A new study linked the rising rate of extreme weather events to manmade climate change.

According to the Guardian, the researchers found severe storms, droughts and other extreme weather events are occurring about once a year on average, sometimes more commonly. They suggested one such weather event in every five is a direct result of a rising global temperature.

The new study is published in the journal Nature Climate Change.

"This much hyped global warming slowdown is just a distraction to the task at hand," study lead author Matthew England, Chief Investigator with the ARC Centre of Excellence for Climate System Science, said in a press release. "This shows that the slowdown in global warming has no bearing on long-term projections - it is simply due to decadal variability. Greenhouse gases will eventually overwhelm this natural fluctuation."

One complication in the research has been the subjectivity of extreme weather events pertaining to a given region's average climate.

"What has been lacking up to now is a robust calculation of how much more likely extreme temperatures and rainfall have become worldwide," Peter Stott, a scientist at the UK's Met Office Hadley Centre, told the Guardian.

Using England as an example, Reuters noted, the researchers said "moderate extreme" temperatures were previously expected every 1,000 days. Now, such weather can be expected as often as once every 200 days.

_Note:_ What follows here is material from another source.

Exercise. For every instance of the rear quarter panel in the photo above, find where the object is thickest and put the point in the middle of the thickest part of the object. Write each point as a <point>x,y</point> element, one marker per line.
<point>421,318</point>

"In the UK, for a one-in-a-thousand day, which is one in three years, we would probably be well adapted to that," Stott said. "But I think we've shown that we are vulnerable to more extreme situations - those that happen once in a century. For example the wet winter we had in 2013-14. Or indeed the heatwave we had back in 2003 when many vulnerable, eldery people died. But in the tropics, in parts of the developing world, they are extremely vulnerable to one-in-three year events."